Do statins have side effects?
Many people who take statins experience few or no side effects.
One of the side effects some people report is muscle pain. The Medicines and Healthcare products Regulatory Agency (MHRA) estimates two in every 1,000 people taking statins will experience muscle pain per year (so 998 people in 1,000 won’t). It can be hard to work out if the statin is causing the muscle pain. Lots of people get muscle pains for other reasons anyway. In some studies, more people got muscle pain while taking a statin when they knew they were taking it, compared with when they didn’t know if they were taking a statin. You can read more in this NICE medicines evidence commentary.
If you do experience muscle pain you should tell your doctor. You can also report any side-effects you feel you are getting to the Yellow Card Scheme. This helps the MHRA track the rate of possible side effects.
Do I need to make a decision about taking statins straightaway?
No, you don’t have you do not have to rush into a decision. For most people a few weeks will not make much difference. People who already have CVD usually need to decide quickly.
Treatment with a statin is usually long term, so it is important that you are happy with your choice.
However, you should not feel stuck with your decision. You can change your mind if you wish or if your situation changes.
Your risk of developing CVD will also change over time – in particular, your risk will increase as you get older, so you should have your risk assessed again in the future if you decide not to take a statin now.
Can NICE help me to decide whether to take statins or not?
Deciding whether or not to take statins is a personal choice; they will be a good idea for some people but not for others.

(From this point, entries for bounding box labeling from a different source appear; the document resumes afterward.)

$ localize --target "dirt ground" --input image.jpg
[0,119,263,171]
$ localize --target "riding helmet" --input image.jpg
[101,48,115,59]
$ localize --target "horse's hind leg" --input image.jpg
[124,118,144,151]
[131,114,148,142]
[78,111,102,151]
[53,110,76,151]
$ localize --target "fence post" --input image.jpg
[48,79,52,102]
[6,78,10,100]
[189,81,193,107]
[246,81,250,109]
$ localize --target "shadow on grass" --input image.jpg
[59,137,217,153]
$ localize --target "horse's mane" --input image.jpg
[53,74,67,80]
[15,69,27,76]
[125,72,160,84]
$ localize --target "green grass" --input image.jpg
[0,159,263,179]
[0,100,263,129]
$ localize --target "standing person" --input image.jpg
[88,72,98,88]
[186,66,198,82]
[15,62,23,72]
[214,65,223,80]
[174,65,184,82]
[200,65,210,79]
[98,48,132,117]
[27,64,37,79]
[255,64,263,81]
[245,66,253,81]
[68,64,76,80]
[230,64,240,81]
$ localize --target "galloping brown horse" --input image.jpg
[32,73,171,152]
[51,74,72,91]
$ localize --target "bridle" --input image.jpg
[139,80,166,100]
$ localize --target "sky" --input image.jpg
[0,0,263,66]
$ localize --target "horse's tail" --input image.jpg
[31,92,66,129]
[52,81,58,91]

Things to think about include:
• What is your risk of CVD and how does that make you feel?
• How much difference could taking a statin make to your risk?

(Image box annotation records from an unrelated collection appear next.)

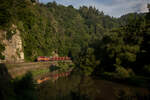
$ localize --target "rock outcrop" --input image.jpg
[0,25,24,63]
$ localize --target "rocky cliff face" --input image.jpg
[0,25,24,63]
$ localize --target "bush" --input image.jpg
[116,67,130,78]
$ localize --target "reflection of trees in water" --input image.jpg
[38,72,148,100]
[0,64,150,100]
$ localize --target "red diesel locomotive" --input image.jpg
[37,56,71,61]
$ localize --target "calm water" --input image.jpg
[38,73,150,100]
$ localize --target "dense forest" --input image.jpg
[0,0,150,78]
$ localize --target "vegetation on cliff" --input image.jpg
[0,0,150,78]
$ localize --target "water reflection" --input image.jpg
[38,72,150,100]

• Could you do more to reduce your risk of CVD without also taking a statin (for example, the lifestyle changes we’ve talked about)?
• How would you feel about taking an extra tablet every day for the long term?
• How do you feel about the possibility of getting side effects?
We want to help you come to a decision that’s right for you, so we’ve developed a patient decision aid.
The decision aid gives information about pros and cons of taking statins so that you can explore your choices with your doctor. It includes diagrams to show the benefits of statins for different levels of CVD risk. And it asks you to think about anything that is worrying you, so that your healthcare professional is aware and can help to clarify any uncertainties or concerns.